Alarm powietrzny w Ukrainie został odwołany. Na razie nie wiadomo, jakie są skutki kolejnego ataku Rosji.

Przebywający z wizytą w Warszawie Jens Stoltenberg zaznaczył, że NATO zależy na wypracowaniu sposobów, dzięki którym pomoc Ukrainie będzie "bardziej przewidywalna, jeszcze bardziej stabilna". - Tworzymy wieloletnie plany zaangażowania finansowego - zapowiedział sekretarz generalny NATO na wtorkowej konferencji prasowej.

Podkreślił rolę Polski w zapewnianiu możliwości wojskowych Ukrainie i przyjmowania uchodźców. - Również w Stanach Zjednoczonych podjęte zostały decyzje o kolejnym pakiecie wsparcia dla Ukrainy. W zeszły piątek ministrowie obrony krajów NATO zdecydowali się na kolejne działania w sferze obrony przeciwlotniczej: Niemcy mają dostarczać kolejne systemy Patriot, oczekujemy, że spotkania ministrów niedługo przyniesie konkretne rezultaty - przypomniał Stoltenberg.

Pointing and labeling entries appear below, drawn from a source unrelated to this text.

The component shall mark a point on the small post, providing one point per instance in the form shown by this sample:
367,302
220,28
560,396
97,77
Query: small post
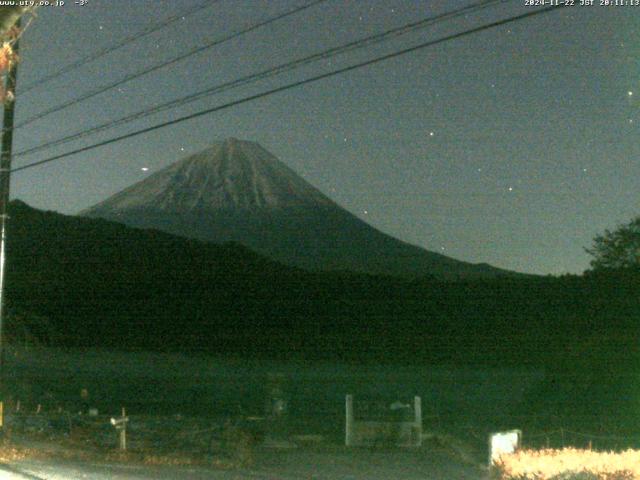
123,432
348,435
417,411
120,425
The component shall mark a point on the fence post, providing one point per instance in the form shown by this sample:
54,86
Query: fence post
417,409
348,431
123,432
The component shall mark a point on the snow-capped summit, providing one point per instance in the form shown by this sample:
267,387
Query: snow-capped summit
238,191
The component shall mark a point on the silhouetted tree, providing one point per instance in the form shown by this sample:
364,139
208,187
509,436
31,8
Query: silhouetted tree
618,249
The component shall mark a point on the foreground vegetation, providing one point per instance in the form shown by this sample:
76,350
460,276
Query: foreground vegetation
569,464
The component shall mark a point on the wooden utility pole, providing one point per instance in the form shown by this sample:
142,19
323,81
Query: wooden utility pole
5,176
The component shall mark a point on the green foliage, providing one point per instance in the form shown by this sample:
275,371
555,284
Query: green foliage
102,284
618,249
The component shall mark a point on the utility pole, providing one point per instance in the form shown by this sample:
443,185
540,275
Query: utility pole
5,177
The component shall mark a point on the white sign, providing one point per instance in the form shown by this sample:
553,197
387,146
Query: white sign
503,443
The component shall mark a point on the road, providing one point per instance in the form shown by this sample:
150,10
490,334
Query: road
286,465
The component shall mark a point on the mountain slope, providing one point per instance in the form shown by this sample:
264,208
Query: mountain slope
238,191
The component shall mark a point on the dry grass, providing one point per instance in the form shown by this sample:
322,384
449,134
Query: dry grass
569,463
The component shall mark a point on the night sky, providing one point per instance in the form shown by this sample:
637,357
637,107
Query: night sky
513,146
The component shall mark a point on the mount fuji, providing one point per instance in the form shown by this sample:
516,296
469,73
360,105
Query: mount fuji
237,191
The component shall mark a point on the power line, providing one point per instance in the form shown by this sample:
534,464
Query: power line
288,66
127,40
172,61
292,85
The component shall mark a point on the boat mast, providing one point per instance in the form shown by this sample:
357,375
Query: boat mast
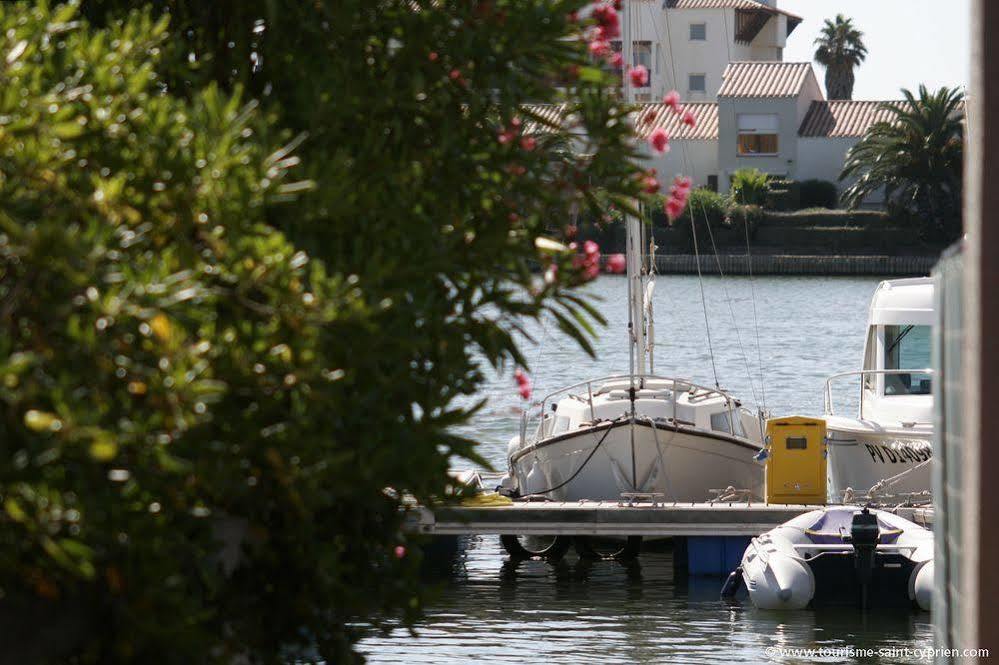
633,228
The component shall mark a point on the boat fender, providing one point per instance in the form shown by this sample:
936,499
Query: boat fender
732,584
785,584
921,585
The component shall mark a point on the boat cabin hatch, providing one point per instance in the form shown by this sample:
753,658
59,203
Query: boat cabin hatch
896,381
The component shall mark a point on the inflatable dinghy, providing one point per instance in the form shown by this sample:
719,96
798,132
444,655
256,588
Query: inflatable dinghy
842,555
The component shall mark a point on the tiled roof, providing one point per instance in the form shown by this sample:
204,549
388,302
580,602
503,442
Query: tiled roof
540,117
705,121
764,79
726,4
842,118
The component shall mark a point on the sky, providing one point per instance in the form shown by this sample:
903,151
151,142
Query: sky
908,42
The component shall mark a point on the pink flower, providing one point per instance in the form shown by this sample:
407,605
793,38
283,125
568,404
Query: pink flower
639,76
610,24
523,383
600,47
682,184
616,264
674,208
659,140
672,100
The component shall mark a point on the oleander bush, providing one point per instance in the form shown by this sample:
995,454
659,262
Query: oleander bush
749,187
251,255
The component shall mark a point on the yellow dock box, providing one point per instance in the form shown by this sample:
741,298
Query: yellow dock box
796,460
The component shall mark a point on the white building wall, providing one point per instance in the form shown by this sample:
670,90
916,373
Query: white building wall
675,57
695,159
729,159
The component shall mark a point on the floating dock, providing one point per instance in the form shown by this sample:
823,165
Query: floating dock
615,518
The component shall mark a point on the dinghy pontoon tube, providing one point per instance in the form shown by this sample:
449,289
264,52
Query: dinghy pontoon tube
840,556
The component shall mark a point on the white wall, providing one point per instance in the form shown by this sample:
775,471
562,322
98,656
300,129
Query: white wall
695,159
790,112
669,32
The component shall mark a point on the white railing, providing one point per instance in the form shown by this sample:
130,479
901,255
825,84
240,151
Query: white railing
862,373
674,386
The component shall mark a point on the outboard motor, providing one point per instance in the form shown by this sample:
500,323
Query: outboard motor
864,536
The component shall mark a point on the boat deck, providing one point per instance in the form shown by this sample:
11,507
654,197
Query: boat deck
615,518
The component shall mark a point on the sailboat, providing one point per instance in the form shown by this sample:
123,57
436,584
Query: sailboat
637,433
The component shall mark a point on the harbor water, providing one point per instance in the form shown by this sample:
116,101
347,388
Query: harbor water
489,609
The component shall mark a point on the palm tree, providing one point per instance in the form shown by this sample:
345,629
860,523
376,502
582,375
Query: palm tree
916,156
840,50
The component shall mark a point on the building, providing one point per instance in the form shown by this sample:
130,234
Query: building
686,44
770,116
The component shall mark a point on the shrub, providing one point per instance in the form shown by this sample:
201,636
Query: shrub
706,203
815,193
196,345
741,215
782,195
749,187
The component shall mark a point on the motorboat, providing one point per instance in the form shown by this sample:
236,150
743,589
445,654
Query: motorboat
886,448
842,555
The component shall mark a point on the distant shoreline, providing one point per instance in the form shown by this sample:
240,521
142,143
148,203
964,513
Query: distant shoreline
796,264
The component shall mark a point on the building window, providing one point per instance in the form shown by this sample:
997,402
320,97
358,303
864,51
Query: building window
758,134
643,55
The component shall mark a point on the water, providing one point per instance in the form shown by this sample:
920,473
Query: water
491,610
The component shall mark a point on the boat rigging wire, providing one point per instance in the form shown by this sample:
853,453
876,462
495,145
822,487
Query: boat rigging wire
728,300
756,324
687,163
697,258
704,303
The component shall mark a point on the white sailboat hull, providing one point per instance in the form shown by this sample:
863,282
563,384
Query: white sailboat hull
602,462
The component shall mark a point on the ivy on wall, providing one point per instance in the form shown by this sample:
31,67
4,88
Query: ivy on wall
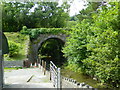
33,33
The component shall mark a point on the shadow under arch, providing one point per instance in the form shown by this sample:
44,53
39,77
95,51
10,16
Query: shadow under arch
50,50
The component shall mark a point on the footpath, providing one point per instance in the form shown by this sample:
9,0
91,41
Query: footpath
27,78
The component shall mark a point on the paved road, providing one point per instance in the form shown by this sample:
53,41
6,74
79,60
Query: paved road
27,78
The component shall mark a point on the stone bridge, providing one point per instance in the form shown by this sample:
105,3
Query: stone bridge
35,44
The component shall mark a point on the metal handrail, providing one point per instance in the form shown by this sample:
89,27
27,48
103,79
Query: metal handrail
55,76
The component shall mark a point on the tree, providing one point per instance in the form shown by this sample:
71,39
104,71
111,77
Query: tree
46,14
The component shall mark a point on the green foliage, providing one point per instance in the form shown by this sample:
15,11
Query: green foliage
19,39
33,33
15,15
94,46
13,48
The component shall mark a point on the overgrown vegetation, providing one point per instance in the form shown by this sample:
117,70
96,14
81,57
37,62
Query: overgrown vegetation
93,46
17,46
33,33
15,15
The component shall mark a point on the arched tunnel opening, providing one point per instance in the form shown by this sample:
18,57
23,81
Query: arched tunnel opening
51,50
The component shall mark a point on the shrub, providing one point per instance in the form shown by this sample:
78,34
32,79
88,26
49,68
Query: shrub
13,48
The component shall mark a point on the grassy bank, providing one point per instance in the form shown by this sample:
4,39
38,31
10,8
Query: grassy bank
19,39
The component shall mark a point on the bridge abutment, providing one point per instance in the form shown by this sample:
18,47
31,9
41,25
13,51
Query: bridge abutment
35,44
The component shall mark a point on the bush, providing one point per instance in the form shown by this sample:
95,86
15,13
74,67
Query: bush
13,48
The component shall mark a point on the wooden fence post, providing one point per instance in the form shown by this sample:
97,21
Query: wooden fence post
44,67
50,71
58,79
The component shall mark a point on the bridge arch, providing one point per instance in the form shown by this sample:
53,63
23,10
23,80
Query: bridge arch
35,44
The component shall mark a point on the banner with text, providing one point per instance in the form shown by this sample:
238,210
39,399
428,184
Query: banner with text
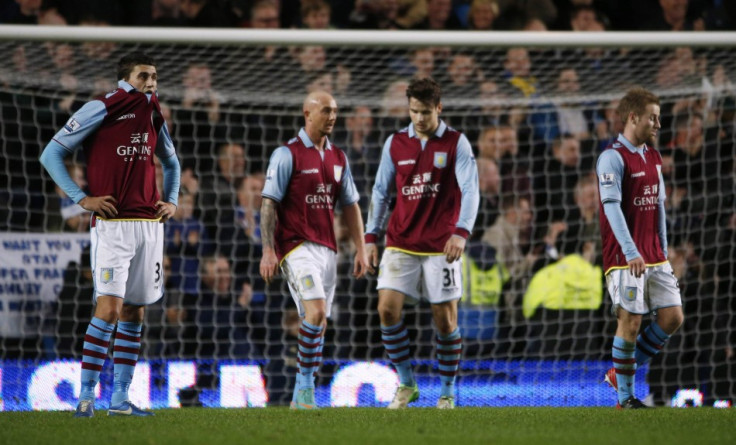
31,276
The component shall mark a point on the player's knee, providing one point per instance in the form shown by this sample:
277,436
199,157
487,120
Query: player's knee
673,322
445,326
316,317
108,314
389,315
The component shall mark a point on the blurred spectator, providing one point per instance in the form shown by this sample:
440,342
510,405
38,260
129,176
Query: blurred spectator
419,63
489,181
509,237
199,92
608,128
585,18
672,16
196,119
205,14
362,146
264,14
518,72
484,278
720,16
218,198
501,143
50,15
463,77
320,80
554,181
394,103
166,13
514,15
216,321
680,68
562,305
481,15
248,213
439,16
316,14
21,12
583,231
535,25
185,243
567,114
375,14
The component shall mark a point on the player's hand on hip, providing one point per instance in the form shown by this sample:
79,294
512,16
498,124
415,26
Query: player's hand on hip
362,265
269,265
454,248
165,211
637,267
101,205
371,252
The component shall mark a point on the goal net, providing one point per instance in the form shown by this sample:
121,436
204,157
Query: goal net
537,109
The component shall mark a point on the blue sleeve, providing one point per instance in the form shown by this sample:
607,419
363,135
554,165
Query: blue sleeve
278,174
164,146
349,193
620,230
662,226
466,172
379,198
52,159
82,123
172,178
610,171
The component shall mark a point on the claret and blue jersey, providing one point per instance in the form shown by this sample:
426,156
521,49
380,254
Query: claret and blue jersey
631,178
436,183
307,183
120,133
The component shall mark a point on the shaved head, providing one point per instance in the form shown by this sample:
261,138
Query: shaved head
320,114
317,99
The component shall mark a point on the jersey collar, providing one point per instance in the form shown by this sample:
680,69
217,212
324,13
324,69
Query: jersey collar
626,143
438,133
308,142
128,88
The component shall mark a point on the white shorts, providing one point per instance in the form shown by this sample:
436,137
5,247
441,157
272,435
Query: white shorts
127,260
421,276
656,289
311,271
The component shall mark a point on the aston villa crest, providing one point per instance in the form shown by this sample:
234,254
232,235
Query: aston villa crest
440,159
106,274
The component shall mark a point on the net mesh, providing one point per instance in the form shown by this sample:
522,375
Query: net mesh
537,119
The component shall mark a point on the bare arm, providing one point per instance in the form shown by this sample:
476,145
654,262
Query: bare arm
354,222
269,261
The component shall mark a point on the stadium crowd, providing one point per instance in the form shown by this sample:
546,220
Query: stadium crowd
532,117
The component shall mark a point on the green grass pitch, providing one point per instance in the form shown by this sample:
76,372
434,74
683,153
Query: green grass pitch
353,426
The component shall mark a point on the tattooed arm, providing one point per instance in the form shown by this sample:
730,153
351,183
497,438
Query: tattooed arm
269,262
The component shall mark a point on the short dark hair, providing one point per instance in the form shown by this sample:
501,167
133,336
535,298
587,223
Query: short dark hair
425,90
128,62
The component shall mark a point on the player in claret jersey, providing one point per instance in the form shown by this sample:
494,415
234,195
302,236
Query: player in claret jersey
120,133
304,181
634,232
435,177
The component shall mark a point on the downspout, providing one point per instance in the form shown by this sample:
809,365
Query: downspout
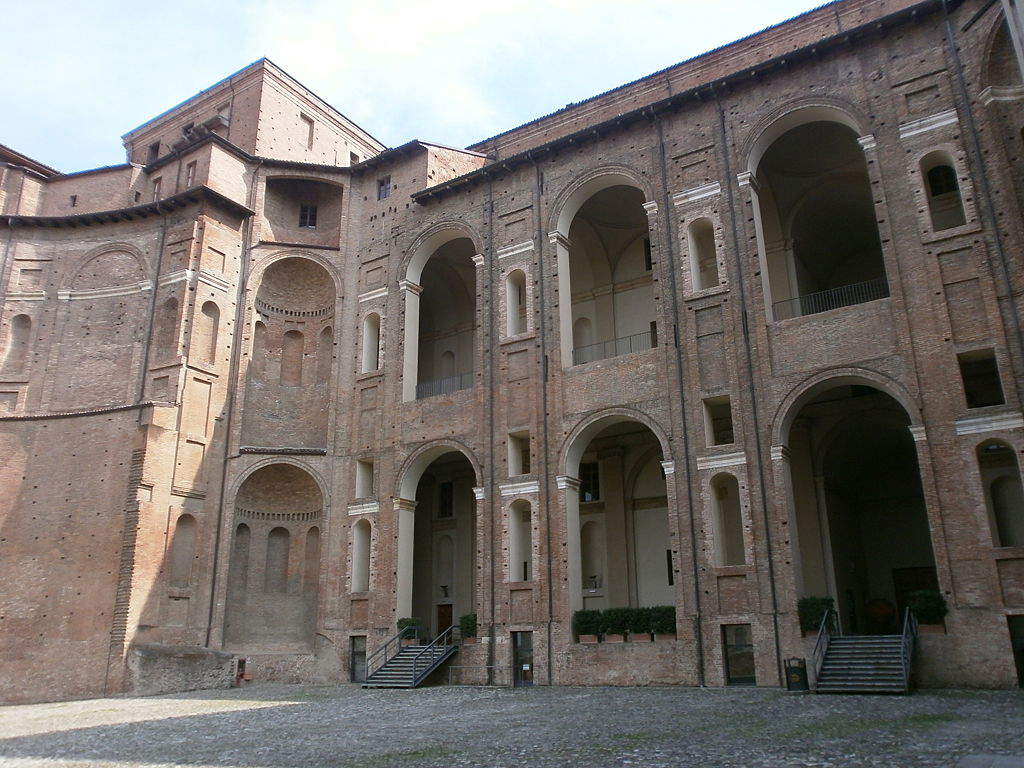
752,392
671,264
232,386
545,475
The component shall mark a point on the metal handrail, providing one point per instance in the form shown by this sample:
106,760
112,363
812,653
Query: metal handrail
833,298
906,645
444,638
604,349
396,638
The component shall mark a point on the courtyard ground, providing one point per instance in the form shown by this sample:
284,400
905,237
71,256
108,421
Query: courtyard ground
307,726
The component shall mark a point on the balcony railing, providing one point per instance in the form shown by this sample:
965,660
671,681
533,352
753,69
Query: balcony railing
834,298
603,349
443,386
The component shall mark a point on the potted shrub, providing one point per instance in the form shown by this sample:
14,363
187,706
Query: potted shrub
614,625
467,627
811,610
663,622
413,639
929,607
587,625
639,625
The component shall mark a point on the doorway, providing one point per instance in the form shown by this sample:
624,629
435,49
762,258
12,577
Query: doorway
522,658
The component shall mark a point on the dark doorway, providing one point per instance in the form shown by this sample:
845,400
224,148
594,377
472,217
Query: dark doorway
357,658
522,658
737,642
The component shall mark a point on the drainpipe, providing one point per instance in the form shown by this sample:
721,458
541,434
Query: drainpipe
752,393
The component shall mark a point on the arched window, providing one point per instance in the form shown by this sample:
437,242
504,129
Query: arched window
291,359
942,189
371,343
275,572
325,354
206,338
728,521
704,258
1000,476
360,555
520,543
20,340
515,302
182,551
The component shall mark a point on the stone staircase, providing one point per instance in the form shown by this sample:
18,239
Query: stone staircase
863,664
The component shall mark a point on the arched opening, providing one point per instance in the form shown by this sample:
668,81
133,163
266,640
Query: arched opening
704,255
442,338
945,207
520,564
182,551
437,541
816,222
360,555
286,401
858,505
515,303
728,523
18,342
1000,477
371,343
273,572
620,549
606,273
206,335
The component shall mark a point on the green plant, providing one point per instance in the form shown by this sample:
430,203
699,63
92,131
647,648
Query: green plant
467,625
663,620
811,610
615,621
587,623
929,606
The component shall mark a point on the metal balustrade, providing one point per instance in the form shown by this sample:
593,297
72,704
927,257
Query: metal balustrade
604,349
834,298
443,386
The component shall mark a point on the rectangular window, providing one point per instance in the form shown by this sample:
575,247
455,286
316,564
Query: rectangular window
445,500
307,216
590,481
718,420
981,378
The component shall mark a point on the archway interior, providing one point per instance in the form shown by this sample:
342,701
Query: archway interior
862,523
621,514
291,356
448,320
610,276
817,215
444,543
272,582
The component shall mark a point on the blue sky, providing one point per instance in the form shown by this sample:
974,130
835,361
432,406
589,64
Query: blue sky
84,73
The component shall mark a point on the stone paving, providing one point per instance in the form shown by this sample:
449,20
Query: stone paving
292,725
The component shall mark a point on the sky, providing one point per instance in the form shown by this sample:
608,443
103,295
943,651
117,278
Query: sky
79,74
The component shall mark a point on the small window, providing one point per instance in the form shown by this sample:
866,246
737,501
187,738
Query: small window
445,500
590,482
307,217
981,378
718,421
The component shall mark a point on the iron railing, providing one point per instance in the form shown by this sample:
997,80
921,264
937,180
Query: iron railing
834,298
604,349
906,646
828,628
443,386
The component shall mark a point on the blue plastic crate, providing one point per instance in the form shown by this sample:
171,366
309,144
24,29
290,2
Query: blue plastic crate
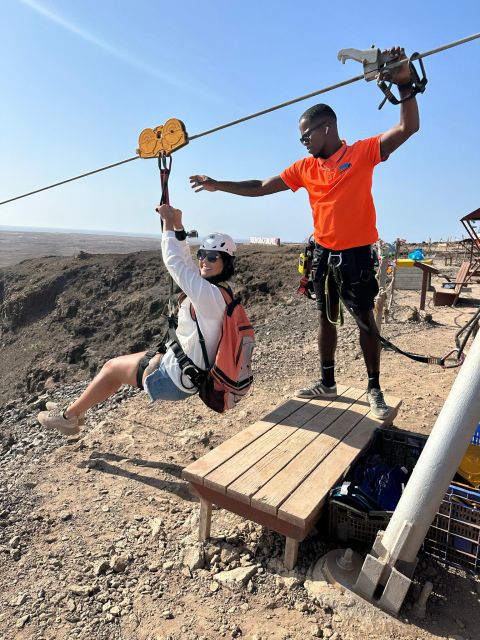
454,535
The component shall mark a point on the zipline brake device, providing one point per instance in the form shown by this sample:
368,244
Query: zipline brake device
378,65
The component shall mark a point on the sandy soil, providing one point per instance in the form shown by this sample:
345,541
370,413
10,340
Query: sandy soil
97,533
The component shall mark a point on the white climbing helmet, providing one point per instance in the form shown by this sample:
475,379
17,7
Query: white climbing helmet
219,242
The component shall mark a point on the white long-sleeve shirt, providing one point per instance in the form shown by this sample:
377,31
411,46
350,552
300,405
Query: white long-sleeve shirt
209,306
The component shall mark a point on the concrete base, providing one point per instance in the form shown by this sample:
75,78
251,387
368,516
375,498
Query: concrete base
341,567
344,569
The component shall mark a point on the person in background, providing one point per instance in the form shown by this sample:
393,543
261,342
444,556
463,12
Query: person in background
338,179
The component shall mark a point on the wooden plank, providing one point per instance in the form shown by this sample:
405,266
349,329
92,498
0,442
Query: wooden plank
221,477
246,511
270,465
205,520
280,487
305,503
196,471
291,553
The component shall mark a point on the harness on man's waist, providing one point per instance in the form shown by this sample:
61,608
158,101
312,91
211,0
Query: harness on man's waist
333,271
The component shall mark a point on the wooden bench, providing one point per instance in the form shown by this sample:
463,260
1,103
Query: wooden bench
278,472
449,297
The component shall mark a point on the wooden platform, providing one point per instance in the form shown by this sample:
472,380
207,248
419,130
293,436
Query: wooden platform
278,472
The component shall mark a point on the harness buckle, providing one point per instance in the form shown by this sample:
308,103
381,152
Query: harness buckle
453,363
334,260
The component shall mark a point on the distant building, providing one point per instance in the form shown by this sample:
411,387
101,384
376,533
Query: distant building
261,240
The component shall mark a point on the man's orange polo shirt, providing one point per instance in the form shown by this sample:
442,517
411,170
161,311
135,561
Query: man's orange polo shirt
340,193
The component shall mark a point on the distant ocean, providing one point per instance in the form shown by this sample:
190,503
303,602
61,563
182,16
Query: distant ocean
98,232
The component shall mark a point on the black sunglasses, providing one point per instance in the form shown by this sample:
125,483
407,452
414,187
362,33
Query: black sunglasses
308,133
211,256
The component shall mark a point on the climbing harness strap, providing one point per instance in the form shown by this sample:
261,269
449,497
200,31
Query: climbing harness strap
165,166
333,270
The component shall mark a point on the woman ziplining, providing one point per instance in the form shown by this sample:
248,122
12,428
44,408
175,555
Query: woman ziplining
357,272
160,374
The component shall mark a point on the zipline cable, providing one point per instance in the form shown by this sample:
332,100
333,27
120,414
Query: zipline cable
332,87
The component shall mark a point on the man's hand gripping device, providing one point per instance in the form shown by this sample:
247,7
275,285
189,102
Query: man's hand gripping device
378,65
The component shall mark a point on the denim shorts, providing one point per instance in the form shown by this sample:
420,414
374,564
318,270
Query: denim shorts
159,386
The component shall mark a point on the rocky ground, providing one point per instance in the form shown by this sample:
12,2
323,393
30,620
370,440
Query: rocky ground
98,533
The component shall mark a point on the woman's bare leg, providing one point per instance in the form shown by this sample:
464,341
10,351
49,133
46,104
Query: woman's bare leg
114,373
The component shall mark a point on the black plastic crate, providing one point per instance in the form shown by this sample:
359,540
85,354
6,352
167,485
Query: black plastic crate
454,535
348,524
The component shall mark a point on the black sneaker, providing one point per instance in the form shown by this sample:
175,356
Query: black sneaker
318,390
378,406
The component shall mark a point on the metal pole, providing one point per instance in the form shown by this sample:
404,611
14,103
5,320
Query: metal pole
439,460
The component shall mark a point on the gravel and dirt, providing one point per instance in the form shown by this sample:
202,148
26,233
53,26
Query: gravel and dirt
98,533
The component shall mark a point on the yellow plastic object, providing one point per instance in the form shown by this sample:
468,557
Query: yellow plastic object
469,467
163,139
406,262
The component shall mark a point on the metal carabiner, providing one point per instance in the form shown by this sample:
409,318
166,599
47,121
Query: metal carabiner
456,363
337,259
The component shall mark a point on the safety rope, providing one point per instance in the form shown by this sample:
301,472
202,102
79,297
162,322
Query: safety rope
333,270
332,87
165,166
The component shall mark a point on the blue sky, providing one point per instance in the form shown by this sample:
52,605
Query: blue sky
82,79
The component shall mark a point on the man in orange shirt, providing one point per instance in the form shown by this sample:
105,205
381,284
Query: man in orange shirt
338,178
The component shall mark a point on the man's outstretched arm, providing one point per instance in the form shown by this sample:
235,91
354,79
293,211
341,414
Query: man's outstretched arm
409,118
250,188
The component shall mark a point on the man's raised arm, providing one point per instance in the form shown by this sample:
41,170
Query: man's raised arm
251,188
409,118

Jak dodał, podejmowane dziś decyzje będą miały wpływ na kolejne pokolenia. Wskazał na zagrożenie ze strony Rosji, zyskującej wsparcie Chin, Iranu i Korei Północnej. - Kwestia bezpieczeństwa nie jest kwestią regionalną, a globalną. Musimy działać wspólnie z partnerami, którzy podzielają nasze wartości, by zapewnić bezpieczeństwo w wymiarze transatlantyckim - zauważył szef NATO.

Podkreślił, że NATO to sojusz obronny, niedążący do konfliktu z Rosją. Zaznaczył jednocześnie, że Sojusz zamierza dbać o bezpieczeństwo osób, żyjących na terytoriach krajów NATO. - Żołnierze, którzy stacjonują tutaj, w Polsce, to swego rodzaju przesłanie, że NATO będzie bronić swoich sojuszników - zapewnił Stoltenberg.

Setki pojazdów, amunicja, systemy obrony powietrznej i pociski Storm Shadow - taką pomoc Ukrainie zadeklarował we wtorek premier Wielkiej Brytanii Rishi Sunak. - To pokazuje ogromne zaangażowanie Wielkiej Brytanii w pomoc Ukrainie - ocenił sekretarz generalny NATO Jens Stoltenberg.

W Charkowie słychać wybuchy - informują lokalne kanały na Telegramie. Przypomnijmy, w dziewięciu obwodach Ukrainy trwa alarm powietrzny.